Experiments require multiple test runs. Here is a condensed recap of another yearling Hip #2.
TREY WROTE:
“Hip #2 is a hot new sire, a first foal. She has some depth in the pedigree, and looks good to me in the video. I like this filly, but she might take a hit for being so early in the sale. My number is $30K.”
ARTIE REPLIED:
“Based on the framework built, my single-number prediction for yearling #2 at the Ohio Select Sale is $38K. That figure came from splitting the middle of the working range ($28K-$42K), leaning slightly upward because of the early Hip placement and likely extra ring attention.”
Trey’s price was $30K, and Artie’s was $38K. The sale results? Yearling #2 sold for $22,000. Trey gets the nod (and I think someone got a good deal on this filly).
Additional price prediction test results:
Hip #25: Trey was $19K, and Artie was $30K. Neither was close; the yearling sold for $5K.
Hip #76: Trey was at $29K, Artie $39K. The yearling sold for $50K.
Hip #259: Trey $35K, Artie $45K. The yearling sold for $51K.
The little experiment was fun. Trey will run some additional tests. What is not fun is squinting and looking into the future.

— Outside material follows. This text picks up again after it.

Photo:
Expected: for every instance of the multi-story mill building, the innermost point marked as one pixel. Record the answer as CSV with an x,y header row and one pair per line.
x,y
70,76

Today, human involvement in the strange little world of purchasing harness racing stock is fun. We all have our formulas that might lead to the winner’s circle. In our midst are clever people who can give artificial intelligence a run for its money in our small world of selecting the most promising future harness race horses, but humans will not remain competitive.
In this crude little experiment, the future was troubling. Artie supplied other information in evaluating yearlings and is always open to new data, such as additional videos, vet reports, in-depth pedigrees, trainer information, and goodness knows what else. Artie can update his evaluation with every tidbit uploaded. It is not difficult to imagine the day that AI will ask for a full body scan, genetic marking, bone density testing, x-rays, and data that normal people cannot even spell. It is not hard to imagine that AI could take 500 yearlings in a sale and evaluate each one.
People shrug and say, “That will never happen. Nobody knows what is in the brain or the heart of a yearling. These are just sales prices; the actual test is how these yearlings perform on the track.” That is absolutely true, but artificial intelligence is working on it, working every minute of every day. Artie will get more intelligent, humans, not so much, and we will be less fulfilled in a world filled with Arties.